The most overt were the pathos-based ads soliciting money for abused or abandoned animals. Just try not be emotionally sucked in by a shaking puppy with big, sad eyes with Sarah McLaughlin singing "Silent Night" in the background. The name of the organization could have been "Creepy Guys Who Don't Really Care About Animals" and people would still open their wallets.
I was also struck by the number of actors in white doctor coats (ethos!) touting this or that. It must work, because apparently even prescription drug ads where the "doctor" tells you (as an older couple strolls through a wildflower field) that your tongue might turn purple and your eyeballs might fall out if you use the drug, are plentiful.
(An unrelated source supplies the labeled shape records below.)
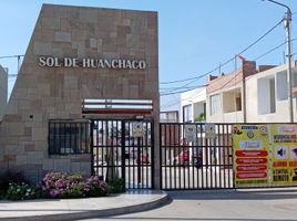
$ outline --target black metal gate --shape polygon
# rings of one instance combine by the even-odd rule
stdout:
[[[153,122],[92,119],[92,172],[110,181],[122,178],[126,189],[153,188]]]
[[[233,183],[232,124],[161,123],[161,188],[228,189]],[[209,126],[209,125],[207,125]],[[186,128],[193,137],[187,137]]]

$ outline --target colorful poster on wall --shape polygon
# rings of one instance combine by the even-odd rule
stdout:
[[[272,183],[297,185],[297,125],[273,124]]]
[[[268,183],[267,125],[233,126],[235,187]]]

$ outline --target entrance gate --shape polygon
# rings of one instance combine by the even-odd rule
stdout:
[[[234,188],[232,124],[207,126],[160,124],[162,189]]]
[[[91,119],[92,173],[126,189],[153,188],[153,122]]]

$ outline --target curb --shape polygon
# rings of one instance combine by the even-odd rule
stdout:
[[[164,192],[164,196],[161,198],[144,202],[141,204],[133,204],[122,208],[113,208],[113,209],[103,209],[103,210],[91,210],[85,212],[71,212],[71,213],[62,213],[62,214],[47,214],[47,215],[30,215],[30,217],[18,217],[18,218],[0,218],[6,221],[64,221],[64,220],[82,220],[82,219],[92,219],[92,218],[103,218],[111,215],[120,215],[127,214],[133,212],[143,212],[146,210],[156,209],[158,207],[168,204],[172,202],[170,196]]]

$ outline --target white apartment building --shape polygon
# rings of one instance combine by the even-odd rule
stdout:
[[[257,70],[256,62],[243,61],[243,67],[228,75],[209,76],[206,88],[207,122],[243,123],[245,118],[247,123],[289,122],[286,70],[287,65],[262,65]],[[295,64],[293,75],[296,87]],[[296,93],[293,103],[297,122]]]
[[[205,122],[206,86],[182,93],[181,99],[181,122]]]
[[[297,66],[291,69],[297,86]],[[289,122],[287,65],[277,66],[246,78],[246,116],[248,122]],[[297,122],[296,93],[293,93],[294,122]]]
[[[8,69],[0,65],[0,120],[8,101]]]

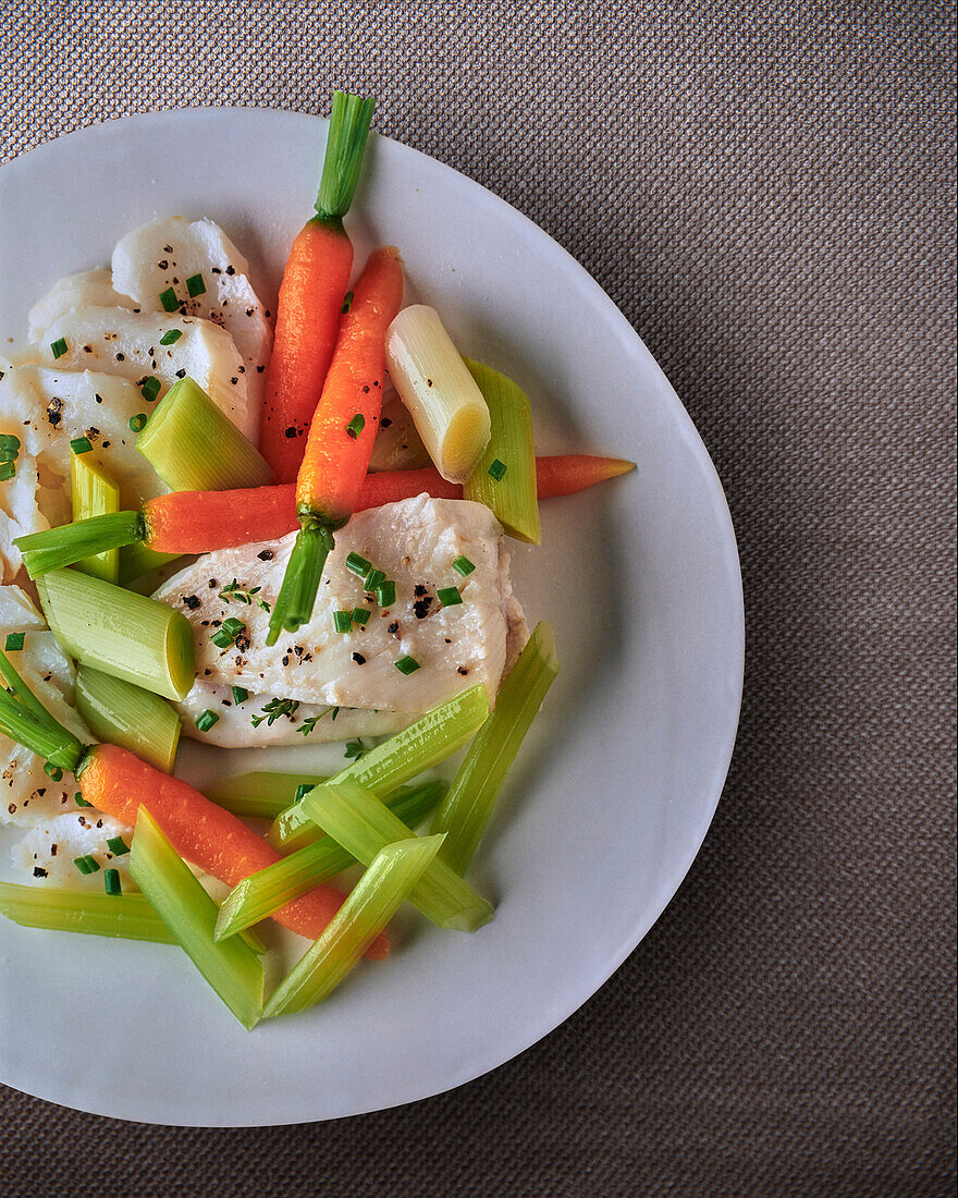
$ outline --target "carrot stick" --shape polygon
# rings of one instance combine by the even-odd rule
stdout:
[[[316,216],[293,241],[279,289],[260,449],[280,483],[296,479],[335,349],[352,271],[342,217],[352,204],[374,107],[372,99],[333,93]]]
[[[146,803],[177,853],[230,887],[280,860],[236,816],[119,745],[93,745],[78,767],[77,782],[87,803],[123,823],[134,824],[140,803]],[[314,887],[273,919],[315,940],[344,900],[332,887]],[[368,956],[380,960],[388,951],[389,942],[381,936]]]
[[[352,515],[369,466],[382,407],[386,329],[402,303],[402,260],[388,246],[370,254],[339,331],[333,363],[309,426],[296,482],[299,533],[266,643],[313,615],[333,532]]]

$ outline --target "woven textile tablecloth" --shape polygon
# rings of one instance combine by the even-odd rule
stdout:
[[[454,1093],[285,1129],[148,1127],[4,1090],[0,1193],[952,1193],[953,8],[0,13],[4,158],[152,108],[325,113],[341,85],[540,224],[713,454],[748,646],[698,860],[544,1042]]]

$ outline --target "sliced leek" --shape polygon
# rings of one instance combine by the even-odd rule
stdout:
[[[462,488],[462,497],[485,503],[510,536],[538,545],[542,536],[528,397],[498,370],[471,358],[465,362],[485,397],[492,435]]]
[[[111,515],[120,510],[120,488],[89,453],[69,455],[69,477],[73,489],[73,519]],[[105,582],[120,580],[120,551],[108,549],[77,563],[77,569]]]
[[[429,815],[444,792],[445,782],[425,782],[399,792],[390,800],[389,807],[398,819],[414,827]],[[265,870],[250,873],[224,898],[217,920],[217,939],[242,932],[251,924],[266,919],[351,865],[356,865],[356,858],[351,853],[332,836],[321,836],[315,843],[290,853],[275,865],[267,865]]]
[[[174,491],[226,491],[272,482],[259,449],[192,379],[170,387],[137,449]]]
[[[442,836],[384,846],[326,931],[303,954],[266,1004],[263,1017],[302,1011],[335,990],[435,861]]]
[[[47,623],[80,665],[164,698],[186,698],[194,655],[182,612],[78,570],[44,574],[37,589]]]
[[[431,830],[447,833],[442,859],[465,873],[496,806],[546,691],[559,672],[556,636],[550,624],[535,625],[496,700],[496,709],[475,734]]]
[[[146,807],[137,815],[129,876],[176,943],[247,1030],[262,1014],[262,964],[240,936],[217,944],[219,908]]]
[[[121,745],[157,769],[172,773],[182,725],[159,695],[81,665],[75,702],[97,740]]]
[[[469,686],[454,698],[426,712],[416,724],[384,740],[333,779],[358,782],[384,799],[426,769],[461,749],[489,715],[484,686]],[[287,807],[269,829],[278,848],[301,848],[315,840],[317,830],[302,803]]]
[[[412,835],[384,803],[356,782],[325,782],[303,795],[303,807],[364,865],[387,845]],[[460,932],[474,932],[493,916],[492,904],[438,859],[417,883],[410,902],[439,927]]]
[[[393,385],[436,468],[465,483],[489,443],[490,413],[435,308],[404,308],[386,333]]]

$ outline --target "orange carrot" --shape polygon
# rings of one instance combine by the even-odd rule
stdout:
[[[386,329],[402,303],[402,260],[392,246],[375,250],[356,284],[333,363],[309,426],[296,482],[296,538],[269,613],[267,645],[313,615],[333,532],[350,519],[369,466],[382,407]]]
[[[342,217],[359,177],[374,105],[372,99],[334,92],[316,216],[293,241],[279,289],[260,449],[280,483],[296,479],[335,349],[352,271]]]
[[[97,811],[131,825],[145,803],[176,852],[229,887],[280,860],[262,836],[231,812],[119,745],[93,745],[77,767],[77,782]],[[344,898],[333,887],[317,885],[274,912],[273,919],[315,940]],[[381,936],[368,956],[380,960],[388,951],[389,942]]]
This could be a useful exercise in the classroom, using magazine ads for simplicity's sake if showing commercials aren't an option. After a review of ethos, pathos and logos, (I'll have a free lesson plan on this coming soon) you could divide the students into groups and have them watch commercials or go through a magazine and find and discuss examples of all three persuasion techniques.
I just completed a persuasive essay unit, and I asked my daughter to do illustrations to represent ethos, pathos and logos. When I got the one she did for pathos, I cracked up. I don't know if squirrels actually need saving, but who could resist those chubby little squirrel cheeks?